BASF Is Latest PS Producer to Reduce Output

07 May 2001 00:00  [Source: ICB Americas]

BASF has become the latest polystyrene (PS) producer to cut its output in Europe after a decline in prices caused by weak demand. The company is reducing production for several weeks by around 20 percent in order to carry out "plant optimization work."

It has three PS plants in Europe--a 360,000-ton-per-year unit at Ludwigshafen, a 230,000-ton-per-year facility at Antwerp and a 50,000-ton-per-year plant at Tarragona, Spain.

Atofina has reduced output at its PS plants at Gonfreville, France, El Prat, Spain and Stalybridge, England by an average 30 percent because of poor margins caused by higher production costs and low selling prices.

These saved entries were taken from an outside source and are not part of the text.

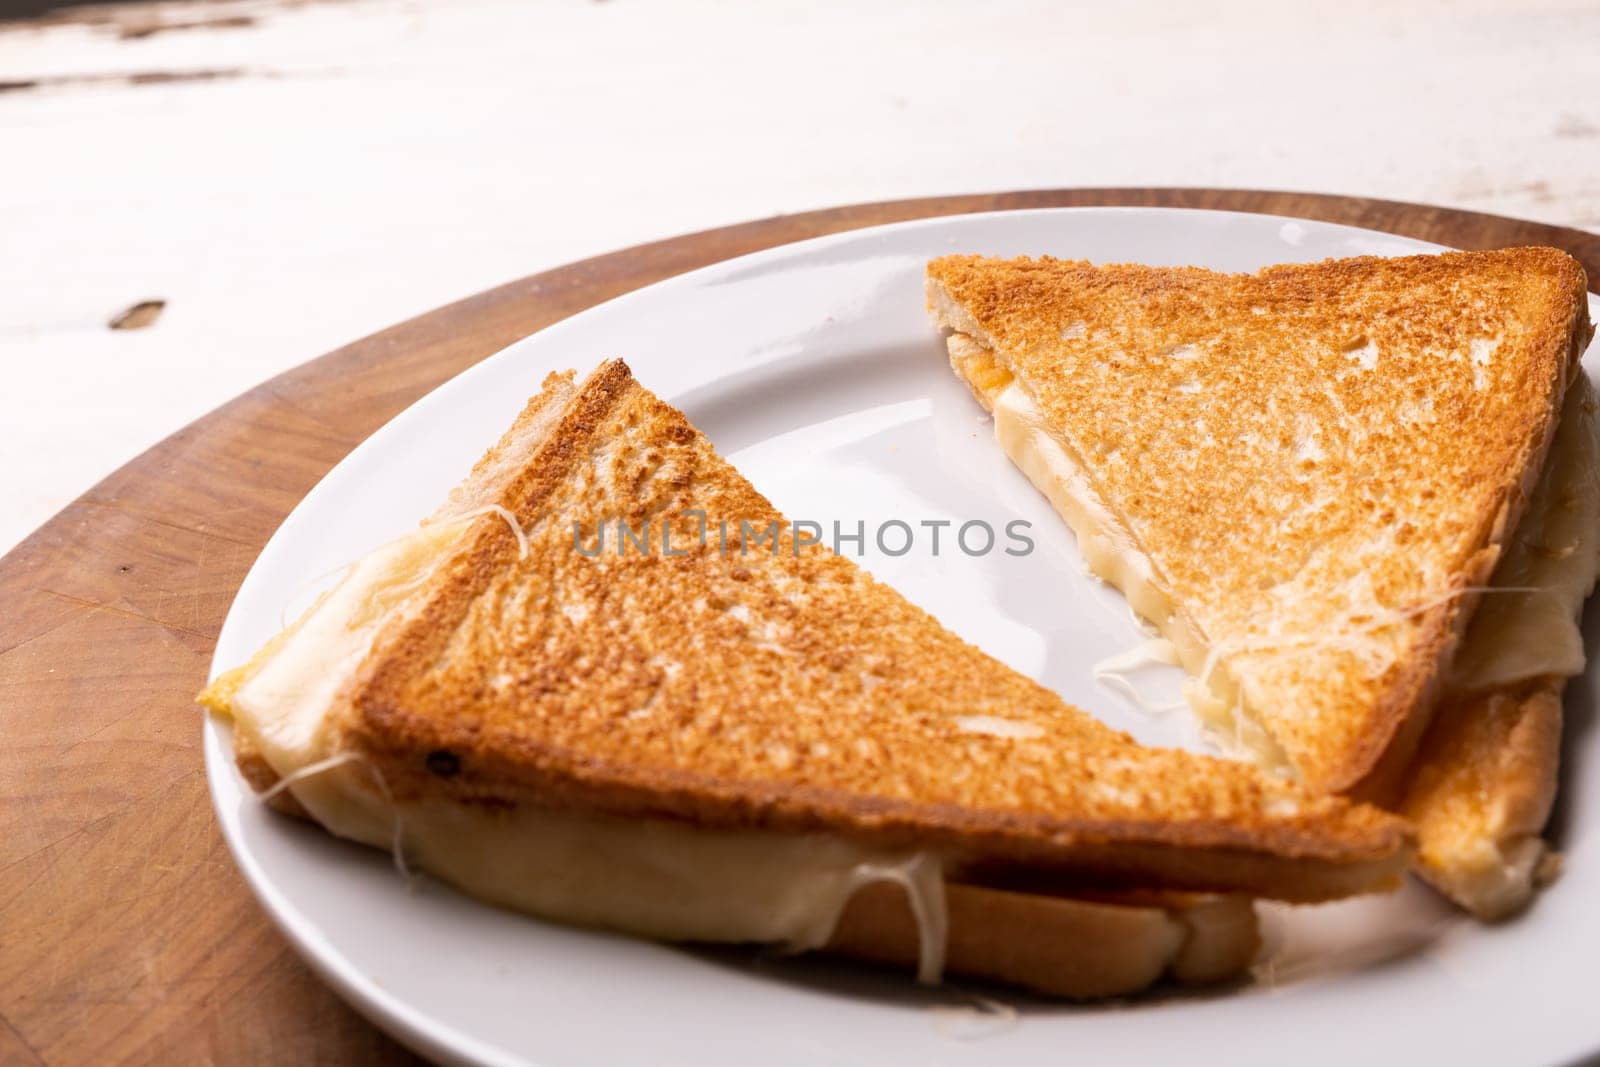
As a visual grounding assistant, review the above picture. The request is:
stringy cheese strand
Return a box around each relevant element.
[251,748,412,880]
[844,854,948,985]
[1198,584,1548,693]
[449,504,529,560]
[257,751,360,802]
[1092,638,1187,714]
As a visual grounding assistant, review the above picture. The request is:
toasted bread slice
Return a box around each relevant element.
[1400,678,1564,919]
[1396,375,1600,917]
[202,360,1410,996]
[830,883,1258,999]
[929,250,1592,800]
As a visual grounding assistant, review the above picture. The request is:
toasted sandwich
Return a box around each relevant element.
[201,359,1410,998]
[927,248,1597,918]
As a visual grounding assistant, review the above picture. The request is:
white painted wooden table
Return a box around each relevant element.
[2,0,1597,555]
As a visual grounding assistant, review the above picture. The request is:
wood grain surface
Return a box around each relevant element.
[3,190,1598,1065]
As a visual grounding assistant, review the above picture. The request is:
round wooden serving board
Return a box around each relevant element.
[3,190,1598,1065]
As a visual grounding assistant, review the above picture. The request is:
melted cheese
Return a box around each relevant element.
[225,519,468,764]
[1092,639,1185,714]
[205,517,948,978]
[977,340,1600,761]
[990,377,1289,767]
[993,381,1176,634]
[1447,378,1600,693]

While prices of other polymers have been rising recently, those for PS have been flat or continued to decline. Prices for both general purpose and high impact PS are 15 to 20 percent lower than they were six months ago, although they are around the same level as in the spring of 2000.

BASF has warned there could be shortages during its production cutbacks but says it can keep customers supplied from its own stocks.

"We feel that prices have now reached the bottom and will stabilize over the next few months," says a BASF spokesperson. "In the second half of the year they should start to rise again."

Atofina is also expecting a recovery in prices within the next two months. "We will continue with the reduction in output until the end of May," says an Atofina official. "A return to normal production will then depend on the outlook for prices. But we hope to be able to announce a price increase at the end of the second quarter."

However, analysts say that since worldwide PS demand is relatively weak, European prices are unlikely to increase for several months.

"The producers are being optimistic about prospects for price increases," says John Bonarius, a consultant at CMAI Europe, London. "There is a lot of overproduction, so converters have been destocking since last September, knowing that every time they want to buy they will get lower prices."